3. Indien de belastingplicht in de loop van het belastingjaar eindigt, bestaat aanspraak op ontheffing voor zoveel twaalfde gedeelten van de voor dat jaar verschuldigde belasting als er in dat jaar, nog volle kalendermaanden overblijven.

4. Het tweede en het derde lid zijn niet van toepassing indien de belastingplichtige binnen de gemeente verhuist en aldaar een ander perceel in feitelijk gebruik neemt.

Artikel 8 Termijnen van betalen

  • 1. In afwijking van artikel 9, eerste lid, van de Invorderingswet 1990 moet de aanslag worden betaald uiterlijk drie maanden na de dagtekening van het aanslagbiljet.

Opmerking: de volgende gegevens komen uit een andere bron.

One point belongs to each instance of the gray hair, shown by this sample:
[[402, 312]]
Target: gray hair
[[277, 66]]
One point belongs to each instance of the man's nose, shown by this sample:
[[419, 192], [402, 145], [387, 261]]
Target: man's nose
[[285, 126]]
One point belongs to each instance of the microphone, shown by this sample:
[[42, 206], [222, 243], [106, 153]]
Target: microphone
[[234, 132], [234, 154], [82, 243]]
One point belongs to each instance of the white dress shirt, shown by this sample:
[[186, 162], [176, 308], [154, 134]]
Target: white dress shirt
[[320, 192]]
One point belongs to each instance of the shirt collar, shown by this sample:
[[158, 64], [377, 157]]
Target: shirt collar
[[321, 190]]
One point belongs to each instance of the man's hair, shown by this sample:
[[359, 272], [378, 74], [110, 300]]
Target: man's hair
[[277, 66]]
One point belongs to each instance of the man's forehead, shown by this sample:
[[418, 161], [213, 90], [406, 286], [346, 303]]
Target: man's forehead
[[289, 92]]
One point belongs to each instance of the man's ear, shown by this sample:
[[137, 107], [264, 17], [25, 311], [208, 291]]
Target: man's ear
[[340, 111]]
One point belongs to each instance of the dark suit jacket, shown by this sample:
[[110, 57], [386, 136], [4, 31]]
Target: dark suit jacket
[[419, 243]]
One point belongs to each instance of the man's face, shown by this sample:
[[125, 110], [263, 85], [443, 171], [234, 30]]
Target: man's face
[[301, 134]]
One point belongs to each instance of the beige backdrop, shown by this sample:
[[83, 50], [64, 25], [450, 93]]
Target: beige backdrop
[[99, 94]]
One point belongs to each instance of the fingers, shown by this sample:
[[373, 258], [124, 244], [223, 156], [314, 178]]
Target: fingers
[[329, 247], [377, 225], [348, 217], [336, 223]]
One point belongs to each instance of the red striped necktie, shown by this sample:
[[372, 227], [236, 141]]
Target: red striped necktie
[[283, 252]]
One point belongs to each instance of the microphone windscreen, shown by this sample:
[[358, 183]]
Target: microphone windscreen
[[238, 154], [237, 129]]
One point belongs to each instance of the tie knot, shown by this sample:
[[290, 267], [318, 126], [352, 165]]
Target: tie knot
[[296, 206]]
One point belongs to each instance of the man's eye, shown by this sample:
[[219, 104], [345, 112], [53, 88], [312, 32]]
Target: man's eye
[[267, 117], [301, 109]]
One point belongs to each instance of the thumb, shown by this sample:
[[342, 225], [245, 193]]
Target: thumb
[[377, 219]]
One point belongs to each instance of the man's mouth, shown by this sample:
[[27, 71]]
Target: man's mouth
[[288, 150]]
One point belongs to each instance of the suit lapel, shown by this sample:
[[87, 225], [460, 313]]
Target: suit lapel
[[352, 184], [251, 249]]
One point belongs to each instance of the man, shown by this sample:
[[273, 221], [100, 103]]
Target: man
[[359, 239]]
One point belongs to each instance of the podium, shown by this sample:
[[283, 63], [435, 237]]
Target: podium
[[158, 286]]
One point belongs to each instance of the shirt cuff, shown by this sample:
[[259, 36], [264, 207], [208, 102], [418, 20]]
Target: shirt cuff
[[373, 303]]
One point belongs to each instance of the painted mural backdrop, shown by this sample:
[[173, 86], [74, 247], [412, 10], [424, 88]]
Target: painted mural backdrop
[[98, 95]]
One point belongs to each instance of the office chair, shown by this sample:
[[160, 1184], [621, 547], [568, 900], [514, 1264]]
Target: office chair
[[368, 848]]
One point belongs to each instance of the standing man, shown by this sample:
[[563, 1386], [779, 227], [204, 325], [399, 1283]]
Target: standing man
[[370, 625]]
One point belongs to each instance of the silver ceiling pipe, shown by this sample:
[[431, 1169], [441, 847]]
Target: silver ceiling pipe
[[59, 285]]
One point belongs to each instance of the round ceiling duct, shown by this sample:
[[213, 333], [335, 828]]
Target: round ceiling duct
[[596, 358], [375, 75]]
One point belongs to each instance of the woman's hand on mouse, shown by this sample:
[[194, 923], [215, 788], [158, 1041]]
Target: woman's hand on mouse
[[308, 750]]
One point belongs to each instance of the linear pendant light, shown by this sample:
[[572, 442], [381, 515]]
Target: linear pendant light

  • 2. In afwijking van het eerste lid geldt, ingeval het totaalbedrag van de op één aanslagbiljet verenigde aanslagen, of als het aanslagbiljet maar één aanslag bevat het bedrag daarvan meer is dan € 90,-- en minder dan € 2.500,--, en zolang de verschuldigde bedragen door middel van automatische betalingsincasso kunnen worden afgeschreven, dat de aanslagen moeten worden betaald in tien gelijke termijnen. De eerste termijn vervalt één maand na de dagtekening van het aanslagbiljet en elk van de volgende termijnen telkens een maand later.

Artikel 9 Nadere regels door het college van burgemeester en wethouders

Het college van burgemeester en wethouders kan nadere regels geven met betrekking tot de heffing en de invordering van de reinigingsrechten.

Artikel 10 Inwerkingtreding en citeerartikel

  • 1.

    De ‘Verordening reinigingsrechten 2011’ van 11 november 2010, wordt ingetrokken met ingang van de in het derde lid genoemde datum van ingang van de heffing, met dien verstande dat zij van toepassing blijft op de belastbare feiten die zich voor die datum hebben voorgedaan.

  • 2.

    Deze verordening treedt in werking met ingang van de eerste dag na die van de bekendmaking.

  • 3.

    De datum van ingang van de heffing is 1 januari 2012.

  • 4.

    Deze verordening wordt aangehaald als 'Verordening reinigingsrechten 2012'.

Aldus vastgesteld in de openbare vergadering van de raad van de gemeente Ouderkerk van 10 november 2011.

de griffier, de voorzitter,

Tarieventabel reinigingsrechten 2012

  • 1.

    Het in deze tabel genoemde bedrag is exclusief omzetbelasting, indien deze is verschuldigd.

  • 2.

    Het recht bedraagt voor:

Het éénmaal per twee weken ophalen van bedrijfsvuil aangeboden in een door of vanwege het gemeentebestuur verstrekte container van 240 liter per jaar € 276,09.

Behoort bij raadsbesluit van 10 november 2011.